American Bushman

"If you would not be forgotten as soon as you are dead, either write things worth reading or do things worth writing." —Benjamin Franklin

Saturday, October 24, 2009

Made a Mistake

I was asked recently about the process I use to recondition a knife once it's been used heavily and is in need of some TLC.

I have every intention of doing a detailed post on that with pictures and video.

The thing is, I just did this with the Koster W&SS Neck Knife yesterday and didn't even think about documenting it until I was already finished.

This is the 1/8" thick 3V neck knife I beat up the edge on to see how hard it was to bring it back to razor sharp and then had some problems finishing the job. In the process of trying various abrasives I scratched the bevels to heck and the knife was moderately sharp but ugly.

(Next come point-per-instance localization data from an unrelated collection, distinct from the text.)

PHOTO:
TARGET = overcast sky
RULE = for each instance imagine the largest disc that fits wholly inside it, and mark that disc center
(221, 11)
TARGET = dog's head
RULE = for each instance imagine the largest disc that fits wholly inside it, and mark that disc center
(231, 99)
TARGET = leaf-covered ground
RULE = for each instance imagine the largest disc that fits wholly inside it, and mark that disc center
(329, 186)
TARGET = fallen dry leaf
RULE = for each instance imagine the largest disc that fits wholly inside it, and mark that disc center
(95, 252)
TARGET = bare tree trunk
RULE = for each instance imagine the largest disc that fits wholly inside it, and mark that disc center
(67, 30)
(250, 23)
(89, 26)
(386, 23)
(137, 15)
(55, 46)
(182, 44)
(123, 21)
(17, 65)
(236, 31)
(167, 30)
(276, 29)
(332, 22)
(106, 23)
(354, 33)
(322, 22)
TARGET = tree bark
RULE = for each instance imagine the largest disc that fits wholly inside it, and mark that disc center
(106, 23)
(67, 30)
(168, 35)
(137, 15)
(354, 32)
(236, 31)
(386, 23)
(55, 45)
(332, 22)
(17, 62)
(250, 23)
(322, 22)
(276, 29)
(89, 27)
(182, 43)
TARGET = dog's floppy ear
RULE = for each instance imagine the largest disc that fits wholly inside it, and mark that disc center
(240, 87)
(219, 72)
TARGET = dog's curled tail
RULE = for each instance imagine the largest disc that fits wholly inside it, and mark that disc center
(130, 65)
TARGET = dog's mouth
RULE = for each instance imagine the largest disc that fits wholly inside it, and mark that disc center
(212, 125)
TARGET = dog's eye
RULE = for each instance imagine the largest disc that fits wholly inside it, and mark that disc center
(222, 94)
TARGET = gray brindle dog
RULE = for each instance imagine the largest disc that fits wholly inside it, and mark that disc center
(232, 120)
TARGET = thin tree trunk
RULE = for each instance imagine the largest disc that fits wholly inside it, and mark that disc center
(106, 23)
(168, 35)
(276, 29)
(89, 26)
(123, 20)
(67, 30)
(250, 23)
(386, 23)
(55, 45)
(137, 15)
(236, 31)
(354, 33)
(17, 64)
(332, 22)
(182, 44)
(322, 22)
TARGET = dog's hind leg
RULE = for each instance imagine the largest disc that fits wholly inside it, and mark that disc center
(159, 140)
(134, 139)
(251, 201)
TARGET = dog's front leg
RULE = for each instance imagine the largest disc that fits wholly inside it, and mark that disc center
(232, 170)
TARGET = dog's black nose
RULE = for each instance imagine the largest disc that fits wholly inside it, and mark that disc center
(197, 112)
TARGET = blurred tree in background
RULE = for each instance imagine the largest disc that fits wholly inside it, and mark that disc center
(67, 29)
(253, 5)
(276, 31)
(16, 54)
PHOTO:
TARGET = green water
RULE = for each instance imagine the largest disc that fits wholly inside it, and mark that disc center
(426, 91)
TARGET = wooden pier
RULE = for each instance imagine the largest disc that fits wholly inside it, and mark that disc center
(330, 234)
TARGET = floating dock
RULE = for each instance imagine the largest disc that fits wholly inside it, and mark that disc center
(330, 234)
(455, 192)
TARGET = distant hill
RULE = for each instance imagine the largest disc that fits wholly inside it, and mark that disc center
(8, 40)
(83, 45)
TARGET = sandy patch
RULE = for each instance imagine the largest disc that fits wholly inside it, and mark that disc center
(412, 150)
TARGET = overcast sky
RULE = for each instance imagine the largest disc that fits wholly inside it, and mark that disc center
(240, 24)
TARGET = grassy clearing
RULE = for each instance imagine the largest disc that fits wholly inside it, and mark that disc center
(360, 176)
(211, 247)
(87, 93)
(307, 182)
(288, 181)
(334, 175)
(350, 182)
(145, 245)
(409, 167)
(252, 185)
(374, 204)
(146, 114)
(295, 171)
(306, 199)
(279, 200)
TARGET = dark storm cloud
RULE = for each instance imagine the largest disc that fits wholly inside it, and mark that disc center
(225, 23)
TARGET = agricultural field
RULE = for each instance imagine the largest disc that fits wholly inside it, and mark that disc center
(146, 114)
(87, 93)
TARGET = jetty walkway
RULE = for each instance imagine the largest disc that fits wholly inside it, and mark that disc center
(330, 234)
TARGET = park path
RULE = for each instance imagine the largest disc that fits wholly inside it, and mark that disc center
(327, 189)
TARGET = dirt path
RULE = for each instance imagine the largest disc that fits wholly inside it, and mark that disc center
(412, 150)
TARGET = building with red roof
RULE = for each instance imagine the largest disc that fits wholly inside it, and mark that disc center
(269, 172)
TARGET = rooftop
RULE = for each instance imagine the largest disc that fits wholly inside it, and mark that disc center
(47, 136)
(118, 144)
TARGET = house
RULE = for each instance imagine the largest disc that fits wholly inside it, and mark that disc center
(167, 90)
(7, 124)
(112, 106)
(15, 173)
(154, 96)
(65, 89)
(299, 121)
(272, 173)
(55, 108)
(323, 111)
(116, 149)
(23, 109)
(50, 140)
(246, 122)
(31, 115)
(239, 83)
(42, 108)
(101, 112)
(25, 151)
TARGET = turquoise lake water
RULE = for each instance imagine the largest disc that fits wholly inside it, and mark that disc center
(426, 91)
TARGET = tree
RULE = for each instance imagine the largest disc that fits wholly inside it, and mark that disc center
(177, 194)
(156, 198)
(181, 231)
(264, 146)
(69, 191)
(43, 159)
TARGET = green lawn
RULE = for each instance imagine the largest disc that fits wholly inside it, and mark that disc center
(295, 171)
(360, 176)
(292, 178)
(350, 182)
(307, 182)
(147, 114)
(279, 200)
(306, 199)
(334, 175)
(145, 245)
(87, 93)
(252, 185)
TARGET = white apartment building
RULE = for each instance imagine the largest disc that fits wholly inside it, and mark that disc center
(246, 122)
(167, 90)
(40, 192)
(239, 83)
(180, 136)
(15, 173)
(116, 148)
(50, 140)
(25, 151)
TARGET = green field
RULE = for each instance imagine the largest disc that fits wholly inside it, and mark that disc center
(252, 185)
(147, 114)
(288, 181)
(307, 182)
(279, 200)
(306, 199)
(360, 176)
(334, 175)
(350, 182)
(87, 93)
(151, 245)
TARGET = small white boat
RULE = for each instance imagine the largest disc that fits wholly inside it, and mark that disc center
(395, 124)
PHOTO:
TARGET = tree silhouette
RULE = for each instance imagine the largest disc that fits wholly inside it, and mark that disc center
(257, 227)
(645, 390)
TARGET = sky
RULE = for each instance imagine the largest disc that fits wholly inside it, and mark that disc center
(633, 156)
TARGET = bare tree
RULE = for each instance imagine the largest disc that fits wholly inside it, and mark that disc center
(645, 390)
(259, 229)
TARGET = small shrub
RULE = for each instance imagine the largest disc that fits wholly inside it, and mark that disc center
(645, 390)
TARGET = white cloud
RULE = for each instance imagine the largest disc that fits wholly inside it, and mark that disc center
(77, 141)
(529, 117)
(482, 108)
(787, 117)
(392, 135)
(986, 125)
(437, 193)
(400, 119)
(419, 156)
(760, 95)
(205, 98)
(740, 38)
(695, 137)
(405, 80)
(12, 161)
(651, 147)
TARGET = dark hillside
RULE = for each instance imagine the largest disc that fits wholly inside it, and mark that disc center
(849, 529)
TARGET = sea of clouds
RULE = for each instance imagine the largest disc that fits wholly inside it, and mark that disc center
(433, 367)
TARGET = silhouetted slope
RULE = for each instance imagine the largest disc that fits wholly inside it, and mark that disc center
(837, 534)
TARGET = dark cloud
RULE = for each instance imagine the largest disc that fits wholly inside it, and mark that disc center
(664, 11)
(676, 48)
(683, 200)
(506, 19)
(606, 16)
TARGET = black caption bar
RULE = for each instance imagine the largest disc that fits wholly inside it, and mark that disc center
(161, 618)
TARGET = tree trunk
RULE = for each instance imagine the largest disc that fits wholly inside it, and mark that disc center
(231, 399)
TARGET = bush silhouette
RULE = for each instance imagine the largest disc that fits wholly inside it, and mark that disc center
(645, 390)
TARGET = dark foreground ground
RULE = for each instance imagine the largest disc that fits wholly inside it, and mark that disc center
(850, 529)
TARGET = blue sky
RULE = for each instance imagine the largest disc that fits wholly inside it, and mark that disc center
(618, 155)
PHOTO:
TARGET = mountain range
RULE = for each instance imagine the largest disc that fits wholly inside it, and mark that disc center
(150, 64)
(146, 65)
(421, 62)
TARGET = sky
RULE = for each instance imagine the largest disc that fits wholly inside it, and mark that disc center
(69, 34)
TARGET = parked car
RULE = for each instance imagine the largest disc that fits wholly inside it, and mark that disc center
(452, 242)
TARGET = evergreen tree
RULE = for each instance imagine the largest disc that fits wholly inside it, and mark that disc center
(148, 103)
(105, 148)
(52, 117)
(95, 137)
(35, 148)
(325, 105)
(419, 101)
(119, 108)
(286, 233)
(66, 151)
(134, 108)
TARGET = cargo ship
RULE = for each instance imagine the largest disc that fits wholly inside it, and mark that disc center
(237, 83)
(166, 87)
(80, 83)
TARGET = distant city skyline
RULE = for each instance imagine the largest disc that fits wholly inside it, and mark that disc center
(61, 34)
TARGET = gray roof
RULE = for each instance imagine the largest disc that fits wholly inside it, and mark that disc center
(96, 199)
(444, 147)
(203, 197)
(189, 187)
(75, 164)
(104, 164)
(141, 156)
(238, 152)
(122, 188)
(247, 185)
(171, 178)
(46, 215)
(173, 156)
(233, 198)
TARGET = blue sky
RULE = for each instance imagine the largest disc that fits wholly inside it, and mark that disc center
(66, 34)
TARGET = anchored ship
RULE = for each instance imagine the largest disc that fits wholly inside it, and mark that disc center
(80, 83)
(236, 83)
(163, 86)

Yesterday I reversed all the damage I have done, thinned and convexed the bevels, and now the knife pops standing arm hair and the bevels look as good as new.

The first step now is to take one of my knives out and beat on it mercilessly to make it nice and ugly...any requests for a particular knife?

Thanks for reading,


B

2 Comments:

At 1:05 PM, Blogger Joe said...

I've got my grandfathers old 4" stainless steel blade from the 80's that could use some TLC. Any knife that would parallel that would be great.

 
At 5:25 PM, Blogger AJ said...

I've read that Fallkniven ships their F1s with fat convex edges that will stand up to the worst an inexperienced airman can throw at it in a survival situation, but that edge isn't the best for bushcraft right out of the box. If that's true, how about one of your many F1s?